Su Luigi Di Maio il giudizio è critico. «Di Maio ministro degli Esteri è fantascienza, quando l'ho letto, non ci credevo. Va bene tutto ma un minimo di umiltà nella vita ci vuole. Se l'avessero proposto a me, che pure non difetto di autostima, avrei detto: no, grazie. Per guidare la Farnesina servono competenze specifiche, devi saper maneggiare con disinvoltura la politica estera, la diplomazia, la geopolitica, le lingue straniere» (poi ospite di Radio Radio rilancia ancora: «Di Maio politicamente è finito»). Risposta secca, senatore: il suo modello di democrazia è Mosca o Washington? «La seconda, non ho dubbi. Premesso che non mi appassionano i modelli preconfezionati, è chiaro che la democrazia russa ha pochi anni alle spalle, quella americana qualche secolo».
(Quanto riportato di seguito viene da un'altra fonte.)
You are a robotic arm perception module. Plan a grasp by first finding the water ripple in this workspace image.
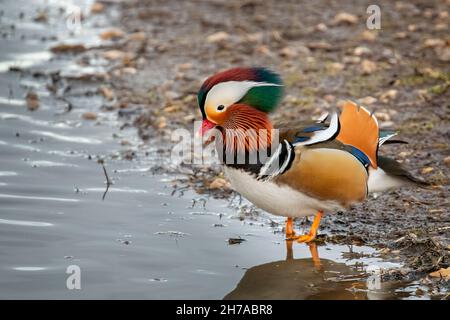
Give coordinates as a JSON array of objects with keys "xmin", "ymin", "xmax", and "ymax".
[
  {"xmin": 0, "ymin": 219, "xmax": 53, "ymax": 227},
  {"xmin": 0, "ymin": 193, "xmax": 80, "ymax": 202},
  {"xmin": 31, "ymin": 130, "xmax": 102, "ymax": 144}
]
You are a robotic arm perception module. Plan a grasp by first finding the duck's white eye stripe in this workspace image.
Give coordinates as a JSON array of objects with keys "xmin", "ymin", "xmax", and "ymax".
[{"xmin": 205, "ymin": 81, "xmax": 281, "ymax": 107}]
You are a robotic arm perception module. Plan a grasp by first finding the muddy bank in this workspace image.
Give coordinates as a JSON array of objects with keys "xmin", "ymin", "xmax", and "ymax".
[{"xmin": 25, "ymin": 0, "xmax": 450, "ymax": 296}]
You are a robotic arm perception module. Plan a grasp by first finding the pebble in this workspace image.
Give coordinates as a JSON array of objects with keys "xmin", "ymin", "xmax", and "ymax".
[
  {"xmin": 25, "ymin": 90, "xmax": 39, "ymax": 111},
  {"xmin": 359, "ymin": 96, "xmax": 378, "ymax": 106},
  {"xmin": 420, "ymin": 167, "xmax": 434, "ymax": 174},
  {"xmin": 206, "ymin": 31, "xmax": 230, "ymax": 43},
  {"xmin": 444, "ymin": 156, "xmax": 450, "ymax": 167},
  {"xmin": 209, "ymin": 178, "xmax": 230, "ymax": 189},
  {"xmin": 100, "ymin": 29, "xmax": 125, "ymax": 40},
  {"xmin": 333, "ymin": 12, "xmax": 358, "ymax": 25},
  {"xmin": 361, "ymin": 59, "xmax": 377, "ymax": 74},
  {"xmin": 82, "ymin": 111, "xmax": 97, "ymax": 120}
]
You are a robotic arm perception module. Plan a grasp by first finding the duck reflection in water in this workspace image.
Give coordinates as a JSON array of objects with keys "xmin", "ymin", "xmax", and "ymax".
[{"xmin": 224, "ymin": 241, "xmax": 367, "ymax": 300}]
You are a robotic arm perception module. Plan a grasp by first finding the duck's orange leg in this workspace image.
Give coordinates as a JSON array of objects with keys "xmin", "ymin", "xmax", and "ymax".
[
  {"xmin": 295, "ymin": 211, "xmax": 323, "ymax": 242},
  {"xmin": 286, "ymin": 217, "xmax": 295, "ymax": 240},
  {"xmin": 308, "ymin": 242, "xmax": 321, "ymax": 269}
]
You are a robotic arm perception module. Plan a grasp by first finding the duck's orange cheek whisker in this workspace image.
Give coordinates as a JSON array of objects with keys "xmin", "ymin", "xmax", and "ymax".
[{"xmin": 199, "ymin": 119, "xmax": 216, "ymax": 136}]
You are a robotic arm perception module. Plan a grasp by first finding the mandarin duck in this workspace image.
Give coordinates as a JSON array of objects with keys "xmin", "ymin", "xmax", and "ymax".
[{"xmin": 198, "ymin": 68, "xmax": 425, "ymax": 242}]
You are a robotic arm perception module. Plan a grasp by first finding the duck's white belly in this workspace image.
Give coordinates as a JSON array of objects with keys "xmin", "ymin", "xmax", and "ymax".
[{"xmin": 225, "ymin": 167, "xmax": 343, "ymax": 217}]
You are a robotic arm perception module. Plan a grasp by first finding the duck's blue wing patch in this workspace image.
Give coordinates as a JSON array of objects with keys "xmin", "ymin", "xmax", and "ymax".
[{"xmin": 349, "ymin": 146, "xmax": 370, "ymax": 167}]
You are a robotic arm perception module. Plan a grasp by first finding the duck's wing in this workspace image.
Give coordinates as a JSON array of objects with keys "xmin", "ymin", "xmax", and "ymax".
[{"xmin": 265, "ymin": 102, "xmax": 427, "ymax": 192}]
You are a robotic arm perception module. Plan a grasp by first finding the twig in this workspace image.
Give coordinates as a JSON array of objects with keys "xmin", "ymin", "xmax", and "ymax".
[{"xmin": 102, "ymin": 164, "xmax": 113, "ymax": 200}]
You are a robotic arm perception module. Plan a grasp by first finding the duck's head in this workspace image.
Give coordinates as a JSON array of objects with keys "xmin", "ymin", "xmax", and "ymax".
[{"xmin": 198, "ymin": 68, "xmax": 283, "ymax": 135}]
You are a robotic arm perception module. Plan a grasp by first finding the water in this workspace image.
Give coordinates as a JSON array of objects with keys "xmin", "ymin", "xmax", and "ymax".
[{"xmin": 0, "ymin": 1, "xmax": 432, "ymax": 299}]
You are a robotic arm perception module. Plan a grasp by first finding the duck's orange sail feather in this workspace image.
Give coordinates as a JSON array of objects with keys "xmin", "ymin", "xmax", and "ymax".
[{"xmin": 336, "ymin": 101, "xmax": 379, "ymax": 169}]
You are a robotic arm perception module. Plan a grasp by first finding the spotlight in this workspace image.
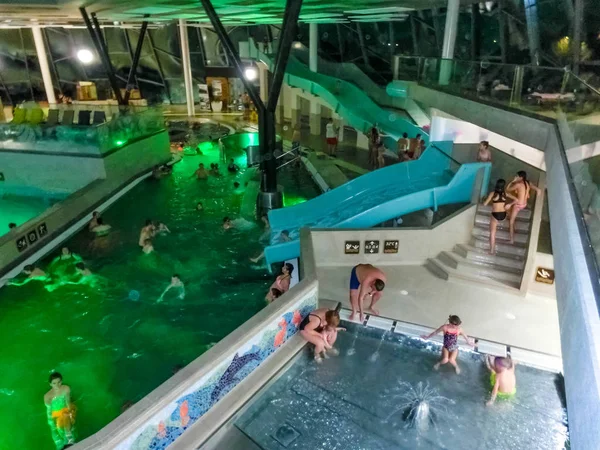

Lei la farebbe una conferenza con la stampa estera per dire, una volta per tutte, che la Lega non vuole l'Italexit? «L'ho già detto cento volte ma se la fa sentire più tranquilla va bene, facciamola. La Lega non ha in testa l'uscita dell'Italia dall'euro o dall'Unione europea. Lo dico ancora meglio, così i giornalisti smetteranno di alimentare fantasie strane: l'euro è irreversibile. Ciò non significa che io abbia cambiato idea su com'è nata la moneta unica: male, per interesse di pochi». Giancarlo Giorgetti non esclude che la Lega possa entrare nel Ppe. «No, attenzione. Io e Giorgetti abbiamo buoni rapporti con alcuni movimenti che fanno parte dei popolari europei ma né io né Giorgetti né altri esponenti della Lega ci sogneremmo mai di entrare nell'attuale Ppe a trazione Merkel. Il Ppe sta governando l'Europa con i socialisti, io onestamente non ho niente a che fare con questi minestroni».

Infine rispondendo ad una domanda su Silvio Berlusconi e la sua partecipazione alla manifestazione del 19 ottobre, Salvini adotta un registro freddino e si mantiene sulle generali: «Più gente c'è meglio è. Io non sono mica per escludere nessuno. Sono uno inclusivo. Però si guarda avanti». Una risposta che provoca qualche malumore dentro Fi. «Spero che il quadrumvirato di Forza Italia abbia il coraggio di difendere 25 anni di storia liberale che non possono essere liquidati così» dice Mara Carfagna.

«Considerare Berlusconi alla stregua della claque è offensivo» aggiunge Osvaldo Napoli. «Berlusconi è stato il protagonista di un quarto di secolo della storia italiana, offendere lui significa offendere milioni di italiani».